It is impervious to reason or pleading, it knows no mercy or patience.

House Louse posted:

Seriously, interesting and/or passionate talk about books you hate is cool, too.


In that case can I put in an early complaint about THE BONE SEASON, Samantha Shannon. This is the new Next Big Thing by some 21 year old genius, who has nailed a seven-book deal on the strength of this being the next Twilight. It's YA/NA crossover (if you care) and is a fantasy about future London with illegal clairvoyants and who gives a gently caress because I died by the end of the first chapter.

In the UK edition, we begin with a double page spread in tiny font laying out the incredibly detailed hierarchy of magic users, presumably because the publishers have realised nobody will be able to take that poo poo on board from the writing. Then, three pages of maps. No excel spreadsheet, sadly.

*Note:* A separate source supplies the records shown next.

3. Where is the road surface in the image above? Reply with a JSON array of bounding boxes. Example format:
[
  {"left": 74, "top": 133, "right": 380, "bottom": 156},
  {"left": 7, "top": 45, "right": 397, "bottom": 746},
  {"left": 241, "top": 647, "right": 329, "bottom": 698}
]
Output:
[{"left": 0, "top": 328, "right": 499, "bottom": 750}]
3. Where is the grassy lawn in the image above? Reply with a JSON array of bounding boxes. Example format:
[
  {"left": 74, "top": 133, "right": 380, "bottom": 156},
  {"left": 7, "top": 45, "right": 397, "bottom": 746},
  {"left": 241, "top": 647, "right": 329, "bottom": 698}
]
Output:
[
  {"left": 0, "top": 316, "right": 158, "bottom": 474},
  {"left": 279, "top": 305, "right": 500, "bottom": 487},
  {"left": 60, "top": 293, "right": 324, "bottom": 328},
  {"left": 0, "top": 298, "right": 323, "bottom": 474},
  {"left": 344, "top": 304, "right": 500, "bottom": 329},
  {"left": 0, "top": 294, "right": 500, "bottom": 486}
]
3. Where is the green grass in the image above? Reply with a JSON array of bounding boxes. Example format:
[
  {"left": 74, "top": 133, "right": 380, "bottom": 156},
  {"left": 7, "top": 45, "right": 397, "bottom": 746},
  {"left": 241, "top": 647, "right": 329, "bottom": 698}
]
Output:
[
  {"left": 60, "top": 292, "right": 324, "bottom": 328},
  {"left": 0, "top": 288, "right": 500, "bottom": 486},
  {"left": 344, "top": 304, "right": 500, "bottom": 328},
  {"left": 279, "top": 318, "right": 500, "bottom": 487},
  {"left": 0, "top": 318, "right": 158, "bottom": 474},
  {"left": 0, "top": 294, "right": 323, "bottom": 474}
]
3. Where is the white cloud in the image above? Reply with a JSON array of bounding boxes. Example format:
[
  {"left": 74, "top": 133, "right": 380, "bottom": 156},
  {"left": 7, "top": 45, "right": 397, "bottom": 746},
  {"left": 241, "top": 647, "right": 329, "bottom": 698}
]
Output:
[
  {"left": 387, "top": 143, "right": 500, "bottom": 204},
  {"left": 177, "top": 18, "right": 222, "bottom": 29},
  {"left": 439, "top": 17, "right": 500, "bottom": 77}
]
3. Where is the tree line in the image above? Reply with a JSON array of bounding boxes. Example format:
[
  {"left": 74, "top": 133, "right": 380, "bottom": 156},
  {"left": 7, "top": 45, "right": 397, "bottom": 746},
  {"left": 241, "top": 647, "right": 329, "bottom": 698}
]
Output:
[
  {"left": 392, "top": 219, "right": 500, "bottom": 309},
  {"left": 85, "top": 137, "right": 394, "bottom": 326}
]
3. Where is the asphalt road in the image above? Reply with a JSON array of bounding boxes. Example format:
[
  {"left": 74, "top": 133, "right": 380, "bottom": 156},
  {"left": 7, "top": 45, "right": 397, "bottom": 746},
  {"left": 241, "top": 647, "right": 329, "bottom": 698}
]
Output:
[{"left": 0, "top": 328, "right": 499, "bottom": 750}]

The book itself starts with backstory. Six pages of backstory. I think the first line of dialogue came on p.7, and by p.8 we had the first 'As you know, your father, the King...' infodump line. Then followed what would have been quite an exciting scene in other hands, but since the narrative voice is a drab, affectless, personality-free drone, it wasn't. I died of boredom, was reborn, lived through the subsequent rotations of the Great Wheel to become a 39-year-old editor once more, and was still only at the end of the first chapter, so I gave up.

Seven book deal with major publishers on both sides of the Atlantic. There's no justice.